Minyak

Harga Minyak Mentah Stabil, Pasar Global Waspadai Dampak Perang Dagang AS dan Iran

Harga Minyak Mentah Stabil, Pasar Global Waspadai Dampak Perang Dagang AS dan Iran

JAKARTA - Harga minyak dunia tercatat bergerak stabil pada awal pekan ini dalam sesi perdagangan yang relatif tenang. Para pelaku pasar secara hati-hati mencermati dinamika kebijakan perdagangan Amerika Serikat serta kemungkinan pelonggaran sanksi ekspor minyak terhadap Iran. Situasi ini turut menciptakan ketidakpastian baru dalam prospek energi global, terutama di tengah kekhawatiran akan terjadinya perlambatan ekonomi akibat perang dagang yang kembali memanas.

Harga minyak jenis West Texas Intermediate (WTI) diperdagangkan mendekati level US$62 per barel, sedangkan Brent Crude ditutup sedikit di bawah US$65 per barel dalam perdagangan hari Senin, 14 April 2025. Pergerakan yang cenderung datar ini menjadi cerminan dari sikap pasar yang tengah menunggu kejelasan arah kebijakan dari Washington terkait perang dagang dan sanksi Iran.

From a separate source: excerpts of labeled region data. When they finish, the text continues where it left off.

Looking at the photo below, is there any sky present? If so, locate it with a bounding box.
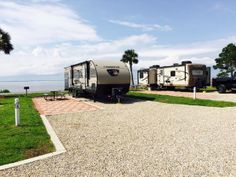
[0,0,236,79]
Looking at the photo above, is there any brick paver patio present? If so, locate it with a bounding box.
[33,97,99,115]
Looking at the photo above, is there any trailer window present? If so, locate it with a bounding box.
[74,70,83,78]
[107,69,119,76]
[170,71,175,76]
[192,69,203,76]
[139,72,143,79]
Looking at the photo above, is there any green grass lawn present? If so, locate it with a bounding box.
[0,94,54,165]
[127,91,236,107]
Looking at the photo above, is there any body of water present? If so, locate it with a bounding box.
[0,81,64,93]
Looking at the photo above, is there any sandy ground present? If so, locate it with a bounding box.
[141,90,236,102]
[0,101,236,177]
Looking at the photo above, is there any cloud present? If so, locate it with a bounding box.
[0,0,100,46]
[109,20,173,31]
[0,34,236,76]
[211,2,235,14]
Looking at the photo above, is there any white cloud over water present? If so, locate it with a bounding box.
[109,20,173,31]
[0,0,100,46]
[0,0,236,76]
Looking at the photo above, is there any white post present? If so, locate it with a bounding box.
[193,87,197,100]
[15,98,20,126]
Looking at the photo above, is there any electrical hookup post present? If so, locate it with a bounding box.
[15,98,20,126]
[193,87,197,100]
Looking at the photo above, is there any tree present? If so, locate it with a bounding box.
[213,43,236,77]
[0,28,13,54]
[120,49,138,86]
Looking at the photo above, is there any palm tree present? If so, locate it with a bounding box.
[0,28,13,54]
[120,49,138,86]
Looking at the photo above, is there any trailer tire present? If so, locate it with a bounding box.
[217,84,226,93]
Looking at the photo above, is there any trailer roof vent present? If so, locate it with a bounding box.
[150,65,160,68]
[182,61,192,65]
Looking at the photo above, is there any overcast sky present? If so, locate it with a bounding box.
[0,0,236,79]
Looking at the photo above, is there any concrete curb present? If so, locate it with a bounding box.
[68,97,104,109]
[0,115,66,170]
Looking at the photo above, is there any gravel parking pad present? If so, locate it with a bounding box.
[0,101,236,177]
[141,90,236,102]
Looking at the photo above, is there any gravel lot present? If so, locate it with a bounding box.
[141,90,236,102]
[0,101,236,177]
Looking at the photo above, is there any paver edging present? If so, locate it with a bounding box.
[0,115,66,170]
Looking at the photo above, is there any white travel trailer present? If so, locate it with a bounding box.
[65,60,130,100]
[136,61,210,90]
[137,69,149,86]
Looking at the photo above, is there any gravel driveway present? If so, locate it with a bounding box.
[0,101,236,177]
[141,90,236,102]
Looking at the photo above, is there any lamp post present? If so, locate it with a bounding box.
[24,86,29,96]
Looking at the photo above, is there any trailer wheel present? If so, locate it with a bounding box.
[217,84,226,93]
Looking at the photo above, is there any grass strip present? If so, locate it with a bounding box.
[0,94,54,165]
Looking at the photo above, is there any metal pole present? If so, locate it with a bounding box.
[15,98,20,126]
[193,87,197,100]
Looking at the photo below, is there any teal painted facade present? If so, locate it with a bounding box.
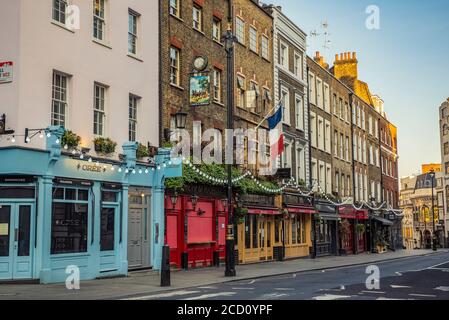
[0,127,182,283]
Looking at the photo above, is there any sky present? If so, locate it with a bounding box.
[270,0,449,176]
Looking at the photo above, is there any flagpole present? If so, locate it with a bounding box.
[254,93,286,131]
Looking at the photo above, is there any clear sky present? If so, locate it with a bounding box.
[270,0,449,176]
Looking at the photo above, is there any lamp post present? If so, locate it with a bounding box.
[430,169,437,251]
[224,0,236,277]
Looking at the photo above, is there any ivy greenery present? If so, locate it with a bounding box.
[61,130,81,149]
[165,164,279,195]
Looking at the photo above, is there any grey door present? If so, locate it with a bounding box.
[128,208,143,269]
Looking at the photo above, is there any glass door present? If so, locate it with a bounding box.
[0,204,34,280]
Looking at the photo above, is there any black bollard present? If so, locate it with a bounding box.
[161,246,171,287]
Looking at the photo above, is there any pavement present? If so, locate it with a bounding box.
[126,252,449,301]
[0,250,442,300]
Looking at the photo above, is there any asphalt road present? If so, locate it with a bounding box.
[124,253,449,301]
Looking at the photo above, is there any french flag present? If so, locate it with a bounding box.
[268,104,284,168]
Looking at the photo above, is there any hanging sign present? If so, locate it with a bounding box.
[0,61,13,83]
[190,73,211,107]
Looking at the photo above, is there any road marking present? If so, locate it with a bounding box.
[182,292,237,300]
[274,288,295,291]
[312,294,351,301]
[124,290,201,300]
[409,293,437,298]
[360,290,386,294]
[256,292,288,300]
[390,284,411,289]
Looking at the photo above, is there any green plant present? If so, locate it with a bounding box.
[136,143,150,159]
[94,137,117,154]
[233,207,248,224]
[61,130,81,149]
[357,223,366,234]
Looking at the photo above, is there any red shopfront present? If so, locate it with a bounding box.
[339,206,369,254]
[165,195,227,269]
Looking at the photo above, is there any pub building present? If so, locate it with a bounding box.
[165,185,228,270]
[339,205,371,254]
[235,194,282,264]
[279,190,316,260]
[0,127,182,283]
[312,198,339,257]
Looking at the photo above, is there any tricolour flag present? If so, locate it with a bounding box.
[268,104,284,169]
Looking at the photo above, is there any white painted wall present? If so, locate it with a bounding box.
[0,0,159,152]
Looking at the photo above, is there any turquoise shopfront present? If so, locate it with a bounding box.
[0,127,182,283]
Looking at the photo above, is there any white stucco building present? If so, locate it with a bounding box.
[0,0,159,150]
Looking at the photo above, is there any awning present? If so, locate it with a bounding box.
[373,216,394,226]
[248,208,281,216]
[287,206,318,214]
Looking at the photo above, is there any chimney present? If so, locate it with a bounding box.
[313,51,329,70]
[334,52,358,79]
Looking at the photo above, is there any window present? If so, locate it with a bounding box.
[296,147,305,181]
[51,188,89,254]
[323,83,331,113]
[100,208,115,251]
[324,120,332,154]
[334,130,338,157]
[128,11,139,54]
[170,47,181,86]
[295,95,304,130]
[128,95,139,141]
[281,88,290,125]
[345,137,350,162]
[53,0,68,24]
[310,113,317,148]
[212,18,221,43]
[237,76,246,108]
[293,52,303,79]
[235,17,245,45]
[332,93,338,115]
[262,35,270,60]
[249,26,258,53]
[51,72,68,127]
[309,73,316,105]
[340,133,345,160]
[170,0,181,18]
[192,6,203,32]
[94,84,106,136]
[279,41,288,69]
[318,116,324,151]
[93,0,106,40]
[212,69,221,102]
[316,78,323,109]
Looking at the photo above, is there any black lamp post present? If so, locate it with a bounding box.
[224,0,236,277]
[430,169,437,251]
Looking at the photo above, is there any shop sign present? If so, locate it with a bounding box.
[190,72,211,107]
[0,61,13,83]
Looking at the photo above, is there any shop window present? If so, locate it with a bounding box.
[251,215,259,249]
[0,187,35,199]
[100,208,115,251]
[51,202,89,254]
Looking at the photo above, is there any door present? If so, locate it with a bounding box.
[0,204,34,280]
[128,208,143,269]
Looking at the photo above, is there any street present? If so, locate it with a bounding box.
[122,252,449,300]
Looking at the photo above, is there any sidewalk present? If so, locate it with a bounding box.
[0,250,448,300]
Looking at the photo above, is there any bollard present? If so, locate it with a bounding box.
[161,246,171,287]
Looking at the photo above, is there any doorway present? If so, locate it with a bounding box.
[128,191,151,270]
[0,203,35,280]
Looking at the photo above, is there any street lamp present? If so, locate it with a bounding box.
[429,169,437,251]
[224,0,236,277]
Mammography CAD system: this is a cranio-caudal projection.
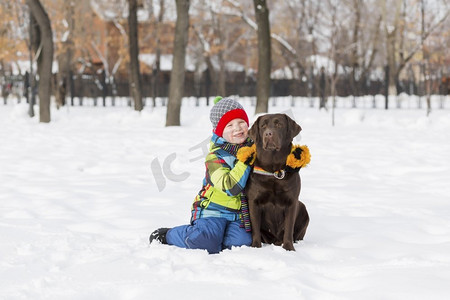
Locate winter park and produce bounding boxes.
[0,0,450,300]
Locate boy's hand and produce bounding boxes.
[236,144,256,166]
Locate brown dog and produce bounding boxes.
[246,114,310,251]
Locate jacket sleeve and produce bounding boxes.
[205,153,251,196]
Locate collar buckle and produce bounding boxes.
[273,170,286,179]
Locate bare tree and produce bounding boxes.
[152,0,165,106]
[166,0,190,126]
[55,0,75,109]
[253,0,272,114]
[128,0,143,111]
[27,0,53,123]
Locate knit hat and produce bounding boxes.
[209,96,249,136]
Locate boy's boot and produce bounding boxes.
[149,228,170,244]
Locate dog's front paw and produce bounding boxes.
[283,242,295,251]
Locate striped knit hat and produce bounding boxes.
[209,96,249,136]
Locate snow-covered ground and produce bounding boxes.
[0,98,450,300]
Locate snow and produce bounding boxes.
[0,97,450,299]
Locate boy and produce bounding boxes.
[150,97,254,253]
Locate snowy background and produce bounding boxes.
[0,97,450,300]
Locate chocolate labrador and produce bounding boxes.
[246,114,309,251]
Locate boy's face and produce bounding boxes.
[222,119,248,144]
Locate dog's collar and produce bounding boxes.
[253,145,311,179]
[253,166,286,179]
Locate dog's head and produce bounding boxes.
[248,114,302,151]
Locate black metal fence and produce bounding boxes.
[0,72,450,104]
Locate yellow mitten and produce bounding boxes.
[236,144,256,166]
[286,145,311,170]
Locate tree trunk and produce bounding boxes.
[27,0,53,123]
[152,0,165,107]
[253,0,271,114]
[128,0,143,111]
[166,0,189,126]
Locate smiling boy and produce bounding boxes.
[150,97,252,253]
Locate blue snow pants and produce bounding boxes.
[166,217,252,254]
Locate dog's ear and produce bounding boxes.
[248,117,261,143]
[285,115,302,139]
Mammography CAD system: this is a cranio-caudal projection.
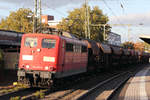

Kondisi pasar keuangan AS juga menunjukkan sinyal pemulihan, setelah pekan sebelumnya mengalami tekanan hebat akibat langkah proteksionis Presiden Donald Trump yang kembali mengusulkan tarif tambahan atas sejumlah produk impor dari Tiongkok dan Uni Eropa. Kebijakan tersebut memicu kekhawatiran luas bahwa eskalasi perdagangan bisa berdampak serius pada pertumbuhan ekonomi global dan permintaan energi.

Kekhawatiran Resesi Dorong Tekanan Harga Minyak

Sejak awal bulan April 2025, harga minyak mentah telah terkoreksi sekitar US$10 per barel, dipicu oleh meningkatnya ketidakpastian geopolitik dan ekonomi makro. Kekhawatiran utama pasar adalah bahwa ketegangan dagang dapat menyeret ekonomi global menuju jurang resesi, yang pada gilirannya akan memangkas permintaan energi secara signifikan.

Amerika Serikat dan Tiongkok, dua negara dengan konsumsi minyak terbesar di dunia, berada di jantung kekhawatiran ini. Jika pertumbuhan ekonomi di kedua negara melambat akibat perang tarif, maka permintaan terhadap minyak mentah dapat tertekan dalam jangka menengah.

“Kondisi saat ini sangat bergantung pada bagaimana arah kebijakan perdagangan AS dalam beberapa pekan ke depan,” ujar Andrew Lipow, analis energi dari Lipow Oil Associates LLC. Ia menambahkan, “Pasar mencoba membaca apakah ada titik kompromi atau eskalasi lanjutan dalam perang dagang, karena keduanya akan berdampak berbeda terhadap pergerakan harga minyak.”

OPEC+ Percepat Produksi, Pertegas Tekanan Pasar

Selain faktor geopolitik, pasar juga dikejutkan oleh keputusan mendadak OPEC+ (Organisasi Negara-Negara Pengekspor Minyak dan sekutunya) yang mempercepat langkah peningkatan produksi minyak mereka. Keputusan ini diambil sebagai respons terhadap potensi kekurangan pasokan di beberapa kawasan, namun langkah tersebut justru memperparah tekanan pada harga di tengah turunnya permintaan.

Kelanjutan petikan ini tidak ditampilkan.